It seems to be a day when proof of the assertions the Tax Justice Network have made about the offshore world is coming along by the bucketful.
After the evidence that the Thai government was toppled because of offshore corruption, now comes the undeniable evidence that carousel fraud is based offshore in first rate reporting by Ashley Seagar for the Guardian, who have taken a real lead on this issue.
I won't cover the ground that the Guardian does. But let's be clear, what is now abundantly clear are the facts that:
- Carousel fraud money was banked offshore with the First Curacao International Bank N.V., (FCIB) a fully licensed bank operating under the rules and regulations of the Central Bank of the Netherlands Antilles;
- That bank had European paying agents including Barclays, Rabobank, and Union Bank of Switzerland;
- Each of those banks, in the end, shut down their agency operation for FCIB, but not before billions (pounds, dollars, euros, it's billions in all of them) had gone there.
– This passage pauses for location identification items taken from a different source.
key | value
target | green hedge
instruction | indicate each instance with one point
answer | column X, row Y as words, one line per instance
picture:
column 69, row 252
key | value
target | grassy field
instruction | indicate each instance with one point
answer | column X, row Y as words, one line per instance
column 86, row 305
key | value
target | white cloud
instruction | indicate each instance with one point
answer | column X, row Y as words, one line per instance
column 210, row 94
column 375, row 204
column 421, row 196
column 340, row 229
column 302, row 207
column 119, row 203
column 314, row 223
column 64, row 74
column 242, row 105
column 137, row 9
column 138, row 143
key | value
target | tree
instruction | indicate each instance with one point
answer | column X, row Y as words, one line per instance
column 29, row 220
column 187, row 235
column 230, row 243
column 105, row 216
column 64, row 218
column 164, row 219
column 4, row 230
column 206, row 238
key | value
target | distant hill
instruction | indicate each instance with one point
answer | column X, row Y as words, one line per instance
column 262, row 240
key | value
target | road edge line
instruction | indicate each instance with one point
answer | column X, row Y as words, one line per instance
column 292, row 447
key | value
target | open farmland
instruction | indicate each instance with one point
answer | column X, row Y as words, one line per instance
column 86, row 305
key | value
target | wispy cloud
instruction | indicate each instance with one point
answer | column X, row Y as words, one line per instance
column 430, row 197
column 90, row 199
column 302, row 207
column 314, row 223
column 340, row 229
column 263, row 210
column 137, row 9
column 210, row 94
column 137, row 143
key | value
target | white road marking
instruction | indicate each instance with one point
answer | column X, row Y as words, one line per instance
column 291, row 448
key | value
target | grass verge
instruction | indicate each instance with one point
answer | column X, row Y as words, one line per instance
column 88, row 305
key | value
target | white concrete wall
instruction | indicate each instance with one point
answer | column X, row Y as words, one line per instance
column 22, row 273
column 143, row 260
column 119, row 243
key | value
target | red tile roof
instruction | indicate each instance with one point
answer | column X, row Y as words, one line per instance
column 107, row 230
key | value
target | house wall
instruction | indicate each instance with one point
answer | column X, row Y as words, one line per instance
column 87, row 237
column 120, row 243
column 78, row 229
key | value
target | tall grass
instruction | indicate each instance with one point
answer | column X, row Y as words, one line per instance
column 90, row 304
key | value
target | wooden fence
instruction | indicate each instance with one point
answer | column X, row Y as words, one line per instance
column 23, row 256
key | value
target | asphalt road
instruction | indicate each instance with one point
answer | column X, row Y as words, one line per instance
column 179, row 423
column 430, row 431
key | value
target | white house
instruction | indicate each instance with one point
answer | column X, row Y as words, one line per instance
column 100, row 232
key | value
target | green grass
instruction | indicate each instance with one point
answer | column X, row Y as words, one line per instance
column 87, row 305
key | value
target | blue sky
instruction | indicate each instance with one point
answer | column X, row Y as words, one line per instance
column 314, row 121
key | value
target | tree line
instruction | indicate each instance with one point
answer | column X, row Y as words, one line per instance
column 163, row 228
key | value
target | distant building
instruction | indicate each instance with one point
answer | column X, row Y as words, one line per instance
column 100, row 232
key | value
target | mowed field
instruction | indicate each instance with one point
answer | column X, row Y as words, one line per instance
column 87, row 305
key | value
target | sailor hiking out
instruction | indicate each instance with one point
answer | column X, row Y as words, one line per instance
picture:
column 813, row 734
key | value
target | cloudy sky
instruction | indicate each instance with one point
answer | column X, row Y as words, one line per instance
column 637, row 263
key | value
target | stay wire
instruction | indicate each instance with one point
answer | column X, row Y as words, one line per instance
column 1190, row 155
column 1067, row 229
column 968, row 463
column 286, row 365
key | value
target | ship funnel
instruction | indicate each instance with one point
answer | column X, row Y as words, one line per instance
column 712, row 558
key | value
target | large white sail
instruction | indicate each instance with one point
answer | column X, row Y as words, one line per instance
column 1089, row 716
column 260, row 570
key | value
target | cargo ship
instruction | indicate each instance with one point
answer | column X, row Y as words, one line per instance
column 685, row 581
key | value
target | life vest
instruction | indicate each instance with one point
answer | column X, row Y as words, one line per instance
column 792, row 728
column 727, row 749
This gives rise to three questions:
- Did those mainstream banks act properly?
- Why did it take so long to realise this was happening if those banks did file the proper money laundering reports?
- What are the Dutch going to do now about banking in the Netherlands Antilles? Will they close banking down there?
As we keep saying, offshore threatens the taxation revenue of democracies and so threatens our whole way of life. This is further evidence of that: the whole operation of VAT in Europe was threatened by carousel fraud, and every known carousel fraudster apparently used this bank. The worry is that another will now take its place.
And, the further worry is that FCIB claimed to have full anti-money laundering regulations in place, as do so many offshore operations. Look at the press release here that their money laundering agent issued. I think they have reason to be embarrassed this morning. Or was it that their systems worked? I might ask Ashley to find out.